MORGANTOWN, W.Va. — Monongalia County magistrates appear to be on track to have extra judges to hear cases. House Bill 3332 was passed in the closing hours of the legislative session, and it includes the addition of one magistrate set to start as early as July 1 for the county wtih another to be determined in the 2024 election. The comprehensive court bill is now pending a signature from Governor Justice.
“We reached out to Joe Statler and Mike Oiliverio, who are taking the lead on this,” said Monongalia County Magistrate Ron Bane. “And then also to the other delegates that supported us; we couldn’t have done it without their passion to help us out,” he said.
For Bane and other magistrates in the county court system, the timing for the extra magistrates in Monongalia County court system couldn’t be any better. As a result of the rising population of the county, the caseload was rising to the point where Bane says he was taking an average of twelve cases per day; this was before the resignation of former magistrate Todd Gaujot. With Gaujot replaced by new magistrate Tim Pocious and two more magistrates on the way, Bane says he expects the Mon County Magistrate Court to run more efficiently.
“It gives me two more weeks of full time, so I can spread out my cases more instead of just having two weeks of full time and then having to go on call,” said Bane on WAJR’s Talk of the Town. “It’ll change the way I do things, and that’s what we were looking forward to; it’ll bring my efficacy up by at least twenty to twenty-five percent,” he said.
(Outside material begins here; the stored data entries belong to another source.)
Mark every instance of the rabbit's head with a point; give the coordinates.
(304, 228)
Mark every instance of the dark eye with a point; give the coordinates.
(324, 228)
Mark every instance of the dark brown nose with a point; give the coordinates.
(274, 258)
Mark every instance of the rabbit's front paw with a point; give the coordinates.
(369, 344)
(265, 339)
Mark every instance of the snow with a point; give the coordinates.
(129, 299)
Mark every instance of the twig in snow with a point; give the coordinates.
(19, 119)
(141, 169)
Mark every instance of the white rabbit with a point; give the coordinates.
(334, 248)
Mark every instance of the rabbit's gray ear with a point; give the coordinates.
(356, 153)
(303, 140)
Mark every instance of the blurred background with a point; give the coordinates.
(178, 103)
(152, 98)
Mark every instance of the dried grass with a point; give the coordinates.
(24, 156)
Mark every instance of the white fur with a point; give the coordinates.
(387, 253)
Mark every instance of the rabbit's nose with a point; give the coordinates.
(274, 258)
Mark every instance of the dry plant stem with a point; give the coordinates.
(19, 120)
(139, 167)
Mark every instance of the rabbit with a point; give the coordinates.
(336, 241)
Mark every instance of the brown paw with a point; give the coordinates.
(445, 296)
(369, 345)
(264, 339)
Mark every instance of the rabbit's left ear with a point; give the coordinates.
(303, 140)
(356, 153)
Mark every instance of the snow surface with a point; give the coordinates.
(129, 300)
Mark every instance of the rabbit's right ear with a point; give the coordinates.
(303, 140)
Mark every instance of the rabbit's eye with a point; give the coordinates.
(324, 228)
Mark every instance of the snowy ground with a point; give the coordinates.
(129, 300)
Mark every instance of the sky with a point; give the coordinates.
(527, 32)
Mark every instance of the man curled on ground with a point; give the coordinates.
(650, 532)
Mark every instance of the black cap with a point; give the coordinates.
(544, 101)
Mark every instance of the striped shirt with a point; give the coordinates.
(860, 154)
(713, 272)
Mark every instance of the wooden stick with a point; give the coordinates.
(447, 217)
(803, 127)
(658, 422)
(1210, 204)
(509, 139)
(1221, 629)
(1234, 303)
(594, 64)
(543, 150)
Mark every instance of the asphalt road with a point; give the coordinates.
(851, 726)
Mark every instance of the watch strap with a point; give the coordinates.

Bane says that he and fellow judges will be able to allow more time to dedicate to cases in the system. With additional full-time staff almost doubling and daily case loads expected to be cut in half, Bane expects to hear more details of a case so all sides can be heard in a fair and impartial manner.
“We were at a pace that, you know, it just doesn’t seem like some people get the time that they deserve to have with us,” he said.
Conversations between Monongalia County magistrates and state officials involving extra judges intensified over the last several months to address the move that Bane calls “twenty-one years in the making” since a fifth magistrate was pulled to Mercer County in 2000. To make it a reality in Charleston, Oliverio was supported by Senator Charlie Clements, who helped push an amended version of HB 3332 to passage. With Statler helping to ensure a unanimous passing in the House of Delegates, the Monongalia County Magistrate Court will be up to the standards that their judges feel it should be.
“I’m excited about having more colleagues to help me through this so we can provide the best judicial circuit we can in the Magistrate Circuit,” said Bane. “I think we’ll have an opportunity to adjudicate in a way that we’ve not been able to do for such a long time,” he said.